Der ehemalige katarische Tennisprofi Al-Khelafi ist im Jahr 2013 vom katarischen Staatschef Tamim bin Hamad Al Thani zum Minister ohne Geschäftsbereich ernannt worden – eine enge Verknüpfung in die Politik Katars ist damit offensichtlich. Gleichzeitig ist Al-Khelafi Präsident und Strippenzieher von Paris St. Germain, im Vorstand des französischen Ligaverbands, Mitglied des UEFA-Exekutivkomitees und einer der Vorsitzenden der europäischen Clubvereinigung (ECA), über die er auch wesentlich an den Planungen der Europäischen Super Liga beteiligt war. Al-Khelafi kann also großen Einfluss auf den gesamten Fußball in Europa nehmen und ist in alle wichtigen Entscheidungen eingebunden. Da er zudem Minister in Katar ist, kann davon ausgegangen werden, dass bei seinen Entscheidungen auch immer Interessen des Emirats vertreten werden und nicht bloß die Belange der europäischen Clubs im Vordergrund seines Handelns stehen.

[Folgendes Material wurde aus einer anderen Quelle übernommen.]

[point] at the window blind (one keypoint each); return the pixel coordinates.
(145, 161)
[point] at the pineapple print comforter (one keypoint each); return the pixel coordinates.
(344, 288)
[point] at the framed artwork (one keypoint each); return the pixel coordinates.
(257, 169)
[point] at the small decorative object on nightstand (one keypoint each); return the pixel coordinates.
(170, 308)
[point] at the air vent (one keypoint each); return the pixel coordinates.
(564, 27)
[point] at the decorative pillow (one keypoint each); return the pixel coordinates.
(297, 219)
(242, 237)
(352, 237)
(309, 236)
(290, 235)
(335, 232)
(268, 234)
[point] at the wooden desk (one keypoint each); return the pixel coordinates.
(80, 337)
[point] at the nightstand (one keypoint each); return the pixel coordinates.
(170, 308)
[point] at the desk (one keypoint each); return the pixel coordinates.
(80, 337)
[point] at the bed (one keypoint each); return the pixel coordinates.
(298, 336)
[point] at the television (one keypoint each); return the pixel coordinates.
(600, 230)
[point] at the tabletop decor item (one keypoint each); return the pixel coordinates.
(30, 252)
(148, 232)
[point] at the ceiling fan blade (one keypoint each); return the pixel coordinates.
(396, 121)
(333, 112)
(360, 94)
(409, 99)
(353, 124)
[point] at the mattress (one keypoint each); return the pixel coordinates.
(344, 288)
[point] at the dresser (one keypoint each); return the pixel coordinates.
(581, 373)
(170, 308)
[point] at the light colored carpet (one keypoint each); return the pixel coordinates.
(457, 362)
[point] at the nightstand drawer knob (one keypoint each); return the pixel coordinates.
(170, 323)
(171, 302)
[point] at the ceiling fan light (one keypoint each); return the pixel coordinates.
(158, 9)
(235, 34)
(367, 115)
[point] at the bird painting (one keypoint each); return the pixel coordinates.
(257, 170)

Ein WM-Boykott wäre nach allen Informationen über Missstände und Menschenrechtsverletzungen in Katar somit zwar absolut nachvollziehbar, die Wirkung eines Boykotts wäre für viele Akteure aber verkraftbar. Außerdem würde ein Boykott nichts am Einfluss ändern, den Katar ohnehin schon auf den europäischen Fußball ausübt. Vielmehr sollte es darum gehen, dem Emirat die große Bühne zur Präsentation zu geben, die Katar für Sportswashing nutzen möchte. Diese mediale Aufmerksamkeit durch die Weltmeisterschaft muss genutzt werden, um auf die Missstände im Land aufmerksam zu machen. Nur so kann dem Land wirklich geschadet werden: Wenn der Plan, das Turnier zu nutzen, um sich als attraktive Touristenregion zu präsentieren, nicht wie gewünscht abläuft. Aktionen wie die der dänischen Nationalmannschaft und ihres Ausrüsters Hummel sind dabei genau die richtige Reaktion auf eine Weltmeisterschaft in Katar.

Literatur:

Deutschland-Trend (2022). ARD-DeutschlandTrend: Nur geringes Interesse an Fußball-WM. Zugriff unter: https://www.tagesschau.de/inland/deutschlandtrend/deutschlandtrend-3211.html [22.11.2022]

FIFA (2022). Finanzen 2020 und Budget 2022. Zugriff unter: https://publications.fifa.com/de/annual-report-2020/2020-financials-and-2022-budget/2022-budget/ [22.11.2022]

Kaplanidou, K., A. Al Emadi, M. Sagas, A. Diop & G. Fritz (2016). Business legacy planning for mega events: The case of the 2022 World Cup in Qatar. Journal of Business Research, 69 (10). S. 4103-4111.